KikoRomeo’s Ann McCreath on Going with the Flow & Supporting the Creative Community
Ann McCreath, head designer and founder of Kenyan fashion brand, KikoRomeo believes you can make anything happen, as long as you put your mind and your full passion into whatever goal it is your pursuing. Her bio – which is almost worthy of its own paperback edition – is proof of her having stayed true to this philosophy throughout her whole life. And she’s not about to change her attitude now; on the contrary, she continues to push full steam ahead on this personal formula, and it’s working. From starting life on a dairy-farm in south-west Scotland, to gaining her TEFL certificate and studying Fashion Design at KOEFIA in Rome, to working as a freelance designer in major fashion cities such as Milan and Barcelona – Ann has done it all. Her main passion project, however, remains her brand, KikoRomeo, which is due to celebrate its 25th anniversary next year.
Ann first came to Kenya via MSF (Doctors Without Borders), after fours years freelancing in Milan and Barcelona, and working with Estrella G. Fascinated by Kenya, she decided to stay on for three years as the Head of Mission, and learned a lot during her time working in the North Eastern province bordering Somalia, and assisting IDP’s from political clashes all over the Rift Valley. “I finally ended up getting fed up with grey situations and chronic emergencies and decided to do trade not aid.

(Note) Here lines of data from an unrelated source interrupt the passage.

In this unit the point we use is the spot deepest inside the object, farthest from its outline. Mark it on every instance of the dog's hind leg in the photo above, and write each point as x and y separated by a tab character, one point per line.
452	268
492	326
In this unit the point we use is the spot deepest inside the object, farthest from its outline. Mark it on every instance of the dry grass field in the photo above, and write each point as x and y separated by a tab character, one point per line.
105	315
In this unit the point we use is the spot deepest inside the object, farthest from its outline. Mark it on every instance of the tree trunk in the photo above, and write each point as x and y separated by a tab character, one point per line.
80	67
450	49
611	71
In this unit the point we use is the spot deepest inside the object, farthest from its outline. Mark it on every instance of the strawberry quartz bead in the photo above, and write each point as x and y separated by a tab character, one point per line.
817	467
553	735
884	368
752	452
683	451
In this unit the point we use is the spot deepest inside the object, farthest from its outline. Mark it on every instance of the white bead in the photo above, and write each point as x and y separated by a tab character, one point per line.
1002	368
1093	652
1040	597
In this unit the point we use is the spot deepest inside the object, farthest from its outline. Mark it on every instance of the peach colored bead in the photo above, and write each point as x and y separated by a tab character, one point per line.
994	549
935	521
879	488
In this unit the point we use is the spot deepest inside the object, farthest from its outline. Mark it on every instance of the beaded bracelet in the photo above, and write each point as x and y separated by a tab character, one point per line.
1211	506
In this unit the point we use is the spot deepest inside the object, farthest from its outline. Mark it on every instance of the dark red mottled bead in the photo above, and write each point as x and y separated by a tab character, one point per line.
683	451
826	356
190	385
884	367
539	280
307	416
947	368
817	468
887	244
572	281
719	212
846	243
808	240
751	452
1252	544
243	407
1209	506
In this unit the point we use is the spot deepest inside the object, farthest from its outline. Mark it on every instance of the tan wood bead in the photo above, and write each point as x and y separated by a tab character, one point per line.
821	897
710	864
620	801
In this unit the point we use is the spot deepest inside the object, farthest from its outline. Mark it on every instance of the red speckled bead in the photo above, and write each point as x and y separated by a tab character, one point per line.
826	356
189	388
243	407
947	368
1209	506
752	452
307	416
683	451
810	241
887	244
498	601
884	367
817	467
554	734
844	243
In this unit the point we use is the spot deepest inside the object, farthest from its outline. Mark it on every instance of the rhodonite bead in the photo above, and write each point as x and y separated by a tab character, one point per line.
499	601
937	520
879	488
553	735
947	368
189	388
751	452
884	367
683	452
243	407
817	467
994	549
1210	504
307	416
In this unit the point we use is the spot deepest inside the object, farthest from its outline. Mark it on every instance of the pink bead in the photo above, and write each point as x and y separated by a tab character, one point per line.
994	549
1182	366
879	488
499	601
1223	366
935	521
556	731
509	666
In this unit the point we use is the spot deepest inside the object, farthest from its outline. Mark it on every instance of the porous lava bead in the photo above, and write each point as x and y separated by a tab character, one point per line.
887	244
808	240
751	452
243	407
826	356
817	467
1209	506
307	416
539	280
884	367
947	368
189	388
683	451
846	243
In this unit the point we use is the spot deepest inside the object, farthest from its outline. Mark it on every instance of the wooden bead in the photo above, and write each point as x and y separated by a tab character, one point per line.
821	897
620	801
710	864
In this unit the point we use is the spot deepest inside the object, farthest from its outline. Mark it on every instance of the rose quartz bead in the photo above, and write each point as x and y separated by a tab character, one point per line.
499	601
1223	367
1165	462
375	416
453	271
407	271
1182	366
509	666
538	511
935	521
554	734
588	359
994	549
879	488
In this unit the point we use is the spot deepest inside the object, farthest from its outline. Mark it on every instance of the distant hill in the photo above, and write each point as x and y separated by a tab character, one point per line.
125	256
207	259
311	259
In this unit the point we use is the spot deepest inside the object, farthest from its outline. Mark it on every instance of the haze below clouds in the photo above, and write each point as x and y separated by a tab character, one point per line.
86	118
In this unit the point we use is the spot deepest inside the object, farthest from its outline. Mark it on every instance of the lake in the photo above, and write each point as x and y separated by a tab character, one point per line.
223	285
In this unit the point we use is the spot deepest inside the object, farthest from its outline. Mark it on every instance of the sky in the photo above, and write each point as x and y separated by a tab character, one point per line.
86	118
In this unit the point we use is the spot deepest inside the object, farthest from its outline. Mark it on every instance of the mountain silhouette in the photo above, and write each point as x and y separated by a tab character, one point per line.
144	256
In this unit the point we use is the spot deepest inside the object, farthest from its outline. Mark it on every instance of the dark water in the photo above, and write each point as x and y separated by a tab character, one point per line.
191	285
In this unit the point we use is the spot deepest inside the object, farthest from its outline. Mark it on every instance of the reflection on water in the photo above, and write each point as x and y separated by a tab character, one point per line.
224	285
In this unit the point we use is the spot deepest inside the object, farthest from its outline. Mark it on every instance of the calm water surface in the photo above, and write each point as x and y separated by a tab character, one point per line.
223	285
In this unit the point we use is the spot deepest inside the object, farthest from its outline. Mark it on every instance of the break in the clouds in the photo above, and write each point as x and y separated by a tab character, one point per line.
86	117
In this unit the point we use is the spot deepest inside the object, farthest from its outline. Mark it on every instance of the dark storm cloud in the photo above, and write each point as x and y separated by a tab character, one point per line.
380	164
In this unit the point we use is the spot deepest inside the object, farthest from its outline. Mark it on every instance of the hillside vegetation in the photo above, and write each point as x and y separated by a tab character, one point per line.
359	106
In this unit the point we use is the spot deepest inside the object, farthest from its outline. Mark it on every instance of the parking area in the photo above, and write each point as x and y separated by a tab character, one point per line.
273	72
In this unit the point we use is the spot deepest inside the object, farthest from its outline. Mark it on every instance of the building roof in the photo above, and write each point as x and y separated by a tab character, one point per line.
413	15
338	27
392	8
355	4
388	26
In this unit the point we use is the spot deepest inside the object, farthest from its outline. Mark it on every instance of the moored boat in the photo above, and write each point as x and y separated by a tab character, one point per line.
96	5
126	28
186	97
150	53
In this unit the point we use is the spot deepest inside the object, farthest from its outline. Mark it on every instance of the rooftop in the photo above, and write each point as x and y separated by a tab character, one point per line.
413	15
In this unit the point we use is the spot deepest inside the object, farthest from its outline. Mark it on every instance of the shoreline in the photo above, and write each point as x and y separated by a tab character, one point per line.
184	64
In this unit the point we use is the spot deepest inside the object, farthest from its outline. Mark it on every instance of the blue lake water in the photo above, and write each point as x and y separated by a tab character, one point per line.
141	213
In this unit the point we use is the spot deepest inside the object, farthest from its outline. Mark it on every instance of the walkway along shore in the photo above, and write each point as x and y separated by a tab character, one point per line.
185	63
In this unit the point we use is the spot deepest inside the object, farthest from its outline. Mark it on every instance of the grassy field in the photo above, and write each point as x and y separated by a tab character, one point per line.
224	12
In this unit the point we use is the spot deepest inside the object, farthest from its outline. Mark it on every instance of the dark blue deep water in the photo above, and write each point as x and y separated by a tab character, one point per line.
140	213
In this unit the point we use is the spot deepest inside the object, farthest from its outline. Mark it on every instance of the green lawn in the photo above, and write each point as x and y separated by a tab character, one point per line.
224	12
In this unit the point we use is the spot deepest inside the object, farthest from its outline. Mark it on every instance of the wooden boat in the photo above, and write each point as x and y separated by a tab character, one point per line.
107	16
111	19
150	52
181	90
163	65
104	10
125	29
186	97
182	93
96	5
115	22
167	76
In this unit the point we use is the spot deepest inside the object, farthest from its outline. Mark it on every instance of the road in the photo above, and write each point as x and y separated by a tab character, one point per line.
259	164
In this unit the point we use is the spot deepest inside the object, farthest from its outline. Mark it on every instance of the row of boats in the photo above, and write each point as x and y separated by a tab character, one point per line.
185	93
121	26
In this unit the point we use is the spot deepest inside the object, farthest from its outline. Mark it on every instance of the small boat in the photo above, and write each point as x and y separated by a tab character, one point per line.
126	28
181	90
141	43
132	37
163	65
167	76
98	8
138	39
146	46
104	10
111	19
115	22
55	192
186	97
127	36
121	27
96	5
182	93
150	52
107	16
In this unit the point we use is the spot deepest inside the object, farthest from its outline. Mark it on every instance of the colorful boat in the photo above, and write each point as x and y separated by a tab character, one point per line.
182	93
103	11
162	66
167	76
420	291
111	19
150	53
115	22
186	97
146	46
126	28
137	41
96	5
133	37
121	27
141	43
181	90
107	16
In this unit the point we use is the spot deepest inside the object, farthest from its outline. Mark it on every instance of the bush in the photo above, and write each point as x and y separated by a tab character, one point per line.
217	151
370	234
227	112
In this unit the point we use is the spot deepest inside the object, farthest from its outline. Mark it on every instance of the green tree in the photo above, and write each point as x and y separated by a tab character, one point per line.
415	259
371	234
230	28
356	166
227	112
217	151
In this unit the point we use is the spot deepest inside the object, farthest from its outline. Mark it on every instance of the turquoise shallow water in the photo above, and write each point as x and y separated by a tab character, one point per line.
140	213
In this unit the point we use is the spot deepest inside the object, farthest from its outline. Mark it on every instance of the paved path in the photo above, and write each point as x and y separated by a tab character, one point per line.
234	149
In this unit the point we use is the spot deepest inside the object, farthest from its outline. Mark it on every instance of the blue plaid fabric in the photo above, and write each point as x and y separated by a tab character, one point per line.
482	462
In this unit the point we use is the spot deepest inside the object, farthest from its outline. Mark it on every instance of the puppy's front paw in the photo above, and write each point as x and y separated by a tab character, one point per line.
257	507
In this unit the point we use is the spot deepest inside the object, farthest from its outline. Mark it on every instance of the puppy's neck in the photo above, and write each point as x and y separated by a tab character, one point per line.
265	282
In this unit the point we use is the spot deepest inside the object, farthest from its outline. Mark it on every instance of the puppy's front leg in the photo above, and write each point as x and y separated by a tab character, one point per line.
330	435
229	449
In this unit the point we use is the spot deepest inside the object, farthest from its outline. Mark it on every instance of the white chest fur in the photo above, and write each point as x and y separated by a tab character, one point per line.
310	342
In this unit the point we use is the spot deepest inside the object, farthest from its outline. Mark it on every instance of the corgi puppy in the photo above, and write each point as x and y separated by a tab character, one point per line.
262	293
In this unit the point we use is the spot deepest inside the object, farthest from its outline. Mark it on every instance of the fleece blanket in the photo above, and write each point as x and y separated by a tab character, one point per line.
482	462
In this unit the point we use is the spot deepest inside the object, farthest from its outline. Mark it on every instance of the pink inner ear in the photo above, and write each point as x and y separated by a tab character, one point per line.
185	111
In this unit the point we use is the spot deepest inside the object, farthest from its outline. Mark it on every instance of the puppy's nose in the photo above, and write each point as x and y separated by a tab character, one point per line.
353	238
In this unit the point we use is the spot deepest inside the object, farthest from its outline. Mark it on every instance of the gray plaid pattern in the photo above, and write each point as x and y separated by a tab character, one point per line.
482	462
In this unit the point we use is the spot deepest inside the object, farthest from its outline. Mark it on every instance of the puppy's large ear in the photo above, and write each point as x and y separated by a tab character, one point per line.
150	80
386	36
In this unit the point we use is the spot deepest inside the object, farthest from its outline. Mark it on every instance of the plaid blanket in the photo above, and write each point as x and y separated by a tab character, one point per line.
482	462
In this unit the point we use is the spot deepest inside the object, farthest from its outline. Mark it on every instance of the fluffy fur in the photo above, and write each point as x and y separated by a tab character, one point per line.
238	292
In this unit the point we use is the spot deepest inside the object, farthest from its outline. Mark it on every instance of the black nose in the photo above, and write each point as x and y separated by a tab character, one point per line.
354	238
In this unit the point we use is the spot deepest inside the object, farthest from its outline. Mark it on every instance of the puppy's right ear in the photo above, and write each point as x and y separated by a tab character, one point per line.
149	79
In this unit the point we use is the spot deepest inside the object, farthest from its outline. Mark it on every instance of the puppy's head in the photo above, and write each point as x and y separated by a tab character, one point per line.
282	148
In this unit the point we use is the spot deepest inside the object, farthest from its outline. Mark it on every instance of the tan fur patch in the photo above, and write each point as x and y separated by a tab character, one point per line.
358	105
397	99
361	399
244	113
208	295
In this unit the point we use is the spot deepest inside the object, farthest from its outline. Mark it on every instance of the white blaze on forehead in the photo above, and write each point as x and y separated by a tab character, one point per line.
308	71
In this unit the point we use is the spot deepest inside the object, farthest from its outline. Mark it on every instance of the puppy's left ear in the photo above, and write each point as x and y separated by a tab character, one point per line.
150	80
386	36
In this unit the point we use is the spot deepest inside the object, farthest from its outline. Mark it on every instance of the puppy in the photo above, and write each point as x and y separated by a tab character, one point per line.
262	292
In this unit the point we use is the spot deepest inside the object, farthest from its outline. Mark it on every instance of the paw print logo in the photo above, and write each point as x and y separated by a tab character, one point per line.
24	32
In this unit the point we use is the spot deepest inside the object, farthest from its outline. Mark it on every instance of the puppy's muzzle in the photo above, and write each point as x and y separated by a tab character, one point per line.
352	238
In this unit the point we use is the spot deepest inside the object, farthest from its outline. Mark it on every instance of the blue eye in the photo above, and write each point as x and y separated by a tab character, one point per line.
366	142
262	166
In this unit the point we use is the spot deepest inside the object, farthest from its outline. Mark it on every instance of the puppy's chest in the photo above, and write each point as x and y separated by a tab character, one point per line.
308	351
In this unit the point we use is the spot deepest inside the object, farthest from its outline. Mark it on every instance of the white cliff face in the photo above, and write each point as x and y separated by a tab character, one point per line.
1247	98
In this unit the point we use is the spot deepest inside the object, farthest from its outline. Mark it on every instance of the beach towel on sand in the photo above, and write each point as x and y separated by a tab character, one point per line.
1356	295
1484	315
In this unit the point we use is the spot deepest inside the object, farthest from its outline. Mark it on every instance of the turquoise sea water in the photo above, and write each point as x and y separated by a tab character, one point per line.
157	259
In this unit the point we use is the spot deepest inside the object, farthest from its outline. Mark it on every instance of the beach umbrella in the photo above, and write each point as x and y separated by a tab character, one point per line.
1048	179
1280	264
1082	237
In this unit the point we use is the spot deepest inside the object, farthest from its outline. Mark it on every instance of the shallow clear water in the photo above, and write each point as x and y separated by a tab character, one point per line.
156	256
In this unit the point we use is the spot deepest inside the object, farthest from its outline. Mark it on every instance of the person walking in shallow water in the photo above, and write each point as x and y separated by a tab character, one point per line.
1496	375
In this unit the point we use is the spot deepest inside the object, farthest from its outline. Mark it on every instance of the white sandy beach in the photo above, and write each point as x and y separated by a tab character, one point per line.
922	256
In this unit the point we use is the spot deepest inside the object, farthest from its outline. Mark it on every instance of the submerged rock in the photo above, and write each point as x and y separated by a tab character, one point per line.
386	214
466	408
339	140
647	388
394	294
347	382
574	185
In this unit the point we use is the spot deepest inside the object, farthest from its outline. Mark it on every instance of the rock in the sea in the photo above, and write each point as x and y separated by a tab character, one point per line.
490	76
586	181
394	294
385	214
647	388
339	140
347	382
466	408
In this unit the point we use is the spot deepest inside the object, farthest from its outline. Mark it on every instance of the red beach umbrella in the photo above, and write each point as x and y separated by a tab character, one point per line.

That’s how KikoRomeo came about,” Ann told Fashionomics Africa. “We initially started out as a menswear company in 1996. I wanted a name that was easy to pronounce in a multitude of languages, that’s how the brand’s name was born. It means Adam’s Apple in Kiswahili.” Though her focus had turned to trade, she did not turn her back on aid: through her brand she managed to create employment opportunities by working with community groups and leveraging better prices through exciting design and high quality. “So, basically an early start in ethical fashion, known as fair trade in those days,” she says.
When Ann first started navigating the world of Kenyan fashion, she was surprised by how few Kenyans actually wore anything vaguely African. “I think from missionaries to colonialism, Kenyans had been persuaded to leave behind their traditional dress of leather hides and beads and adopt somber, plain clothing. The fashion reference point was conservative British and during independence, although there were some designers doing striking, colourful work, it was considered out of place unless at a party,” she tells us. “Luckily, that has now changed, and we see so many more people wearing African-made fabrics. I’m just dreading that moment when we get inundated by Western cast-offs of African inspired fashion, which will sink so many of our businesses - please keep your clothes in the West and let us generate our own new ones!,” Ann insists.
KikoRomeo is now co-designed by mother-daughter duo Ann and Iona McCreath.
Empowering the local creative community through employment has always been the focal point in Ann’s work and the KikoRomeo brand. Her work goes beyond offering skills-training, improving both product production and sales; she involves the local creative community – including photographers, artists, MUAs, hair stylists, models, etc. – in KikoRomeo’s shoots and shows too. And as it turns out, the apple doesn’t fall far from the tree: Ann’s daughter and co-designer, Iona McCreath, has recently launched the Art in the Time Of… auction initiative alongside David Avido. “They have managed to curate an outstanding collection of art, mainly from Kenya. The auction will be held throughout this week on Instagram, via the handle @artinthetimeof.” Ann has also been working with the same weavers since the nineties. “I was introduced to Pendeza Weaving Project by a friend at a craft fair, and I immediately fell in love with their fabrics. William Okello is a very talented and experimental weaver, so you always find something new.”
Suffice it to say, Ann was quick to set up two different mask initiatives in aid of the COVID-19 pandemic. “For every mask we sell we send money to tailors in the informal settlements and get them to make two to be distributed locally through a community based organisation (CBO) or human right defender (HRD). This gives the tailor a little business income to feed their family. We have done 100 masks in Mathare and 500 in Soweto (Kibra). We have now applied for increased funding for this project and hope to be scaling up in six areas of Nairobi in partnership with Uweza Kenya and the Tailors Association. We are also giving pieces of masks to washer women, who currently have no work, to hand embroider. This helps them get a little supplementary income for food.”
As for the KikoRomeo brand itself, it was quick to turn its attention to masks too. “We closed ahead of time and all the staff went to their rural homes and are still there due to the lockdown in Nairobi. We focused on masks early on in the pandemic, I cut them myself and then subcontract tailors around Nairobi. Meanwhile I am cleaning everything up - old stock, files, sifting through scrap fabrics so that we can make masks without buying fabric. I don't have any plans for 2020. I did, but to me it made no sense to stress to achieve a goal. We are going with the flow, cutting back, cleaning out and then, when things improve, we will set new goals and move on. This is the global crisis of the century, so no point in trying to do things as usual. Ultimately, I am an artist, so the reason for not setting goals in the upheaval is so that we can go with the flow, experience, and reflect on the moment. Luckily, we have minimal overheads, so we are able to do this.”